11. Originally, he wanted to be a politician but was derailed by pot, among other things. “I never smoked marijuana in high school because I wanted to be president and I’d remember Bill Clinton had a hell of a time saying that he didn’t inhale,” Barinholtz says. He had a change of heart when he began attending Boston University. “I was disaffected in college, and I started smoking pot, and it was like, ‘Oh, God. I love pot. It’s great.’ Pot and responsibility don’t really go hand in hand, and I didn’t like the classes I was taking … I got kicked out/dropped out. Mutual agreement.”
12. It was when he attended ImprovOlympic’s fifteenth anniversary show — which featured Amy Poehler, Tina Fey, and Tim Meadows — that he decided to pursue comedy as a career. “I laughed for, like, three days after,” Barinholtz recalls. He came up through the showcase at the same time as 30 Rock’s John Lutz, who he says is “maybe the funniest, coolest dude ever … I would cast him in every single possible pilot because he is just so, so funny.” Barinholtz was also a member of Boom Chicago, the Amsterdam-based improv group, alongside Seth Meyers and his brother Josh.
13. Last October, he showed up to Adam Levine’s Halloween party dressed as Game of Thrones’ lady knight Brienne, complete with white-blonde wig and oversize armor. (His wife went as his prisoner, Jamie Lannister.) No one recognized them. “We walk up to Stephen Merchant. He goes, ‘Great costume … Uh, who are you?’ ‘Game of Thrones.’ ‘Which ones?’ He had no idea. The one person who knew who we were was dressed as Khaleesi, and she had no teeth.”
14. Sometimes for lunch (for instance, during our outing) he gets a Nutty Wutty from the Chunk ‘n’ Chip food truck. It’s an ice-cream sandwich made with peanut butter ice cream and two warm, freshly baked chocolate chip cookies. It is delicious. Food trucks come to the Universal lot where The Mindy Project films regularly. One of Barinholtz’s favorites is the Flatiron truck, which serves steak and fries and fried cauliflower. “It’s brutal. We’re like coal miners,” he jokes.
15. TV Mindy’s ex-boyfriend Josh (Tommy Dewey), who fans immediately fell in love with but who ended up having another girlfriend on the side, was a happy accident who unfortunately happened too soon. “He was written as this small Jewish guy, no-big-deal part, but then Tommy comes in, all good-looking but loony and we go, ‘We have to have this guy.’ We loved writing for him,” Barinholtz says, comparing him to a sort of lovable Dennis Duffy. “He’s the guy you can be in the middle of a nice moment with and he’ll say, ‘Oh, Indianapolis has a jazz fest.
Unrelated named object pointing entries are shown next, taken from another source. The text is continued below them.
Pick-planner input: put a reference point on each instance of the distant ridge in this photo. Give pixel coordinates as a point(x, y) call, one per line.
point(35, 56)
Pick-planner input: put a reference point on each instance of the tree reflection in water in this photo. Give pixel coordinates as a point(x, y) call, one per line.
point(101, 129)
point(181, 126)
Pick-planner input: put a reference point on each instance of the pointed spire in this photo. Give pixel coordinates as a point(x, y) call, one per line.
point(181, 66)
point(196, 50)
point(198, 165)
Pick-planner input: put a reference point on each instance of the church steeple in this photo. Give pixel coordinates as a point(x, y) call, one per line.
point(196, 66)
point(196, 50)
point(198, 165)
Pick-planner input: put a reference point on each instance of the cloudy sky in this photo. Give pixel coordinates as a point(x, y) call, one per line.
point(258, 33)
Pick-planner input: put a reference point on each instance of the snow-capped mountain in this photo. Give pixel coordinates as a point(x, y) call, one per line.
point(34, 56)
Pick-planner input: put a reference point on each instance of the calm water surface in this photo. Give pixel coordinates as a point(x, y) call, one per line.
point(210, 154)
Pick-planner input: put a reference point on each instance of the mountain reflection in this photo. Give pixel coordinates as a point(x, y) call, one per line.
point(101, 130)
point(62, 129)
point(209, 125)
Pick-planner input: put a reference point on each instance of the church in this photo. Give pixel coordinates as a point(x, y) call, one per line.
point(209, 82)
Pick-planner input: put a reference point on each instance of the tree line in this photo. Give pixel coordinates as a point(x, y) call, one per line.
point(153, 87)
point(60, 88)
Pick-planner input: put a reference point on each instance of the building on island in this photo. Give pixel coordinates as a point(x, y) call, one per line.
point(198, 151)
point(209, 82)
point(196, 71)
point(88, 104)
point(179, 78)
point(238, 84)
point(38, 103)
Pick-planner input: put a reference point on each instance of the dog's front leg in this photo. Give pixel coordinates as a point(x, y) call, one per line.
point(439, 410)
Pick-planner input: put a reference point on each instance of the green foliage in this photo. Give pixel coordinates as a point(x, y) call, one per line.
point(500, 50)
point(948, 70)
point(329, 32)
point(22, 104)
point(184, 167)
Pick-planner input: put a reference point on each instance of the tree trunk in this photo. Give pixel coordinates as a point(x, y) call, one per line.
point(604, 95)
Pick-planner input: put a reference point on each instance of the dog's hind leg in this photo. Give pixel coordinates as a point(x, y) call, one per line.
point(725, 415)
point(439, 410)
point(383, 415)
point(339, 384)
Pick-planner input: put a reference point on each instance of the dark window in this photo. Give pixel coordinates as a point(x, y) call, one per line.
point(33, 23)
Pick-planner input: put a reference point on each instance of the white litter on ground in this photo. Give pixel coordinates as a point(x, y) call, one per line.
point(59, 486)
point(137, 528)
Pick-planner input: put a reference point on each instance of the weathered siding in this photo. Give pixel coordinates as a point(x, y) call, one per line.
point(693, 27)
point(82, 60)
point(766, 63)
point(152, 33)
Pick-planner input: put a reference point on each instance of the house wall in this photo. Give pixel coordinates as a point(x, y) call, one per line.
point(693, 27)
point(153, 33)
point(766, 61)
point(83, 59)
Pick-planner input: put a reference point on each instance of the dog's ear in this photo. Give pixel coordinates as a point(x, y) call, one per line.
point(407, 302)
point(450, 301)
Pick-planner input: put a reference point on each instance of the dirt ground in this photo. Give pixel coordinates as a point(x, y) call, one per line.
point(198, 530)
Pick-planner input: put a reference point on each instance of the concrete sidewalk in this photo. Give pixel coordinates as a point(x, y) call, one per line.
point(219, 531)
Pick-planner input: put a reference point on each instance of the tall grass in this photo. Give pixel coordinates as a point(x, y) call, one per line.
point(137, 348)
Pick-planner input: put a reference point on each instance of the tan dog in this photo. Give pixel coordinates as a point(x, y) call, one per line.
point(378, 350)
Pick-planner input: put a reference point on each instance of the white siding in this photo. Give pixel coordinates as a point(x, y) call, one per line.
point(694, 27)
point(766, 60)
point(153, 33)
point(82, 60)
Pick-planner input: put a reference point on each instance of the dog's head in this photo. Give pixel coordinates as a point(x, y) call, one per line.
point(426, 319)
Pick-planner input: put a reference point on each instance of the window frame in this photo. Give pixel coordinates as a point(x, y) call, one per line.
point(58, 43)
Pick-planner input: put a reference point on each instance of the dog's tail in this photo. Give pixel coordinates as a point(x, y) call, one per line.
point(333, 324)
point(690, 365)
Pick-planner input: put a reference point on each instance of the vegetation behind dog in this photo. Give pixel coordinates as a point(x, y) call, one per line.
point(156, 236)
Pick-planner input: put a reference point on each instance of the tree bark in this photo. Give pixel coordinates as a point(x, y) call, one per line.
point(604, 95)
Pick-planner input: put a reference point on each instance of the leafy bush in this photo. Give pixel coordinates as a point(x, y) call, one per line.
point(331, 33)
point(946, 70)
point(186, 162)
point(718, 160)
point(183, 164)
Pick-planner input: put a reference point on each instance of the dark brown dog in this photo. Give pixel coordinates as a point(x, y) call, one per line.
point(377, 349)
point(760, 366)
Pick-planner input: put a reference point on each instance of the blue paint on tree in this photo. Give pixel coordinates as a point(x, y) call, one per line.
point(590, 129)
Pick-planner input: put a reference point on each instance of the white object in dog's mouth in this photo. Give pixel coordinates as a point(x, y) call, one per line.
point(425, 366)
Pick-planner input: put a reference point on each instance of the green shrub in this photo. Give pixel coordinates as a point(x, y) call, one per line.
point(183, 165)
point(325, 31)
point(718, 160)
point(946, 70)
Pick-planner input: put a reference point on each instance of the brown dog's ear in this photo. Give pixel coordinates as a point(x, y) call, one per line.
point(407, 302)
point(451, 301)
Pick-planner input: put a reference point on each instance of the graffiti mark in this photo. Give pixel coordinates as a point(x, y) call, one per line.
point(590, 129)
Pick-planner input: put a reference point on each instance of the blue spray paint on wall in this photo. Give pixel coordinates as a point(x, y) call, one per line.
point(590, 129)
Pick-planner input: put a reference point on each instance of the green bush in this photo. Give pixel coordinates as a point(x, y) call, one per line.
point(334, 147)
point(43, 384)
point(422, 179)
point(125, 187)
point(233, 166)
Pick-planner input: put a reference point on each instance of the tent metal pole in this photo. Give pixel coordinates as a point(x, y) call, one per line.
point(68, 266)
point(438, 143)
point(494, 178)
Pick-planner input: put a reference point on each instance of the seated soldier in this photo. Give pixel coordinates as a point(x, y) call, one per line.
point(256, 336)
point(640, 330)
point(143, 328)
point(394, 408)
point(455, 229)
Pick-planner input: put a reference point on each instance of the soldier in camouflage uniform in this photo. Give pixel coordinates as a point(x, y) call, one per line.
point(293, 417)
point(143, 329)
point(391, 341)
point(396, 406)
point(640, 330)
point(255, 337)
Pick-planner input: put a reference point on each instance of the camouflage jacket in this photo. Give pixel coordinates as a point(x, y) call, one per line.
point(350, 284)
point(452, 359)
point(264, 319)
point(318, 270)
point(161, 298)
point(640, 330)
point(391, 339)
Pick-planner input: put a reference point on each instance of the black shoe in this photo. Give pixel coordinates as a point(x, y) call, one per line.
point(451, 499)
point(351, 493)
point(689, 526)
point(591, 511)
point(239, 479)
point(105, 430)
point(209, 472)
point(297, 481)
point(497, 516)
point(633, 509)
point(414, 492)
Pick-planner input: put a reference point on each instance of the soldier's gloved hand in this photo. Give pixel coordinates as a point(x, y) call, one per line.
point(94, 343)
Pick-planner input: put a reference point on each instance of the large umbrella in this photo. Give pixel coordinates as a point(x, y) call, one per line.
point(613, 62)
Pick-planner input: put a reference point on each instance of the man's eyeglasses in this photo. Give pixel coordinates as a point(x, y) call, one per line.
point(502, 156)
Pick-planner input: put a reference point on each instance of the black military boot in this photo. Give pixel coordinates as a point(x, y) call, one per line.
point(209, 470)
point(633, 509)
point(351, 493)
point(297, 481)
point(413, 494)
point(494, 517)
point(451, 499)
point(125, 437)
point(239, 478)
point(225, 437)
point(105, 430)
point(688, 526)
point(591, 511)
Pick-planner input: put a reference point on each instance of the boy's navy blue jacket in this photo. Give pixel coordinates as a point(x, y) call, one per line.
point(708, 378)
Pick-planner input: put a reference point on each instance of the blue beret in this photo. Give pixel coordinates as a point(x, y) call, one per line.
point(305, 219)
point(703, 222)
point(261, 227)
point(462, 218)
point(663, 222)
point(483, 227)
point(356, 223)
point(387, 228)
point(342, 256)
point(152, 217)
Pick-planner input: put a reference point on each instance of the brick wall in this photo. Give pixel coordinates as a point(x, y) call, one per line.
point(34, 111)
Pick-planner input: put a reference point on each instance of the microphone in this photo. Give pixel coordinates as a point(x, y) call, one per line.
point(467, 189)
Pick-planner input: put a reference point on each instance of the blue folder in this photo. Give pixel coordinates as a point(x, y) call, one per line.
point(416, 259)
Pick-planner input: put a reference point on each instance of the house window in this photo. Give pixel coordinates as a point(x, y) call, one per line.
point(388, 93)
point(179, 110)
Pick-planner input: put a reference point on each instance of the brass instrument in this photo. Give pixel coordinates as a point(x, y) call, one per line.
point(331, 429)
Gross.’ Eventually we knew he had to go because Mindy can’t have a long-term boyfriend.”
16. Barinholtz and his writing partner David Stassen serve as the “writers on set,” which means they come up with material on the fly when a script needs massaging. Take Jamie (B.J. Novak) and Mindy’s date in “Harry & Sally.” Much of the dinner conversation was improvised, including the discussion about how men are obsessed with abdominal muscles.
Mindy: It’s like the headline of every men’s magazine is, like, how to make your abs great. But no girl has ever been, like, “I wish you had a flatter stomach," right?
Jamie: I should hope not.
Mindy: They’d be like, “I wish you made more money”; “I wish you would open up about your feelings.”
Jamie: You should be the editor of a men’s magazine
Mindy: Big Fat Slobs, I’d call it … Who Are Paid Well.
“None of the things they said were written,” Barinholtz says. “We would just yell out topics and the two of them would take a beat and then just launch into these tirades and monologues and little bits and runs about macrobiotic diets and recycling and Prince Harry.”
17. Kaling loves a lot of what Barinholtz pitches, except for the obscure baseball references. “Sometimes we’ll get really deep and she’ll go, ‘I don’t know the Cubs’ shortstop from 1983!’ My fans don’t know who Larry Bowa is, okay?”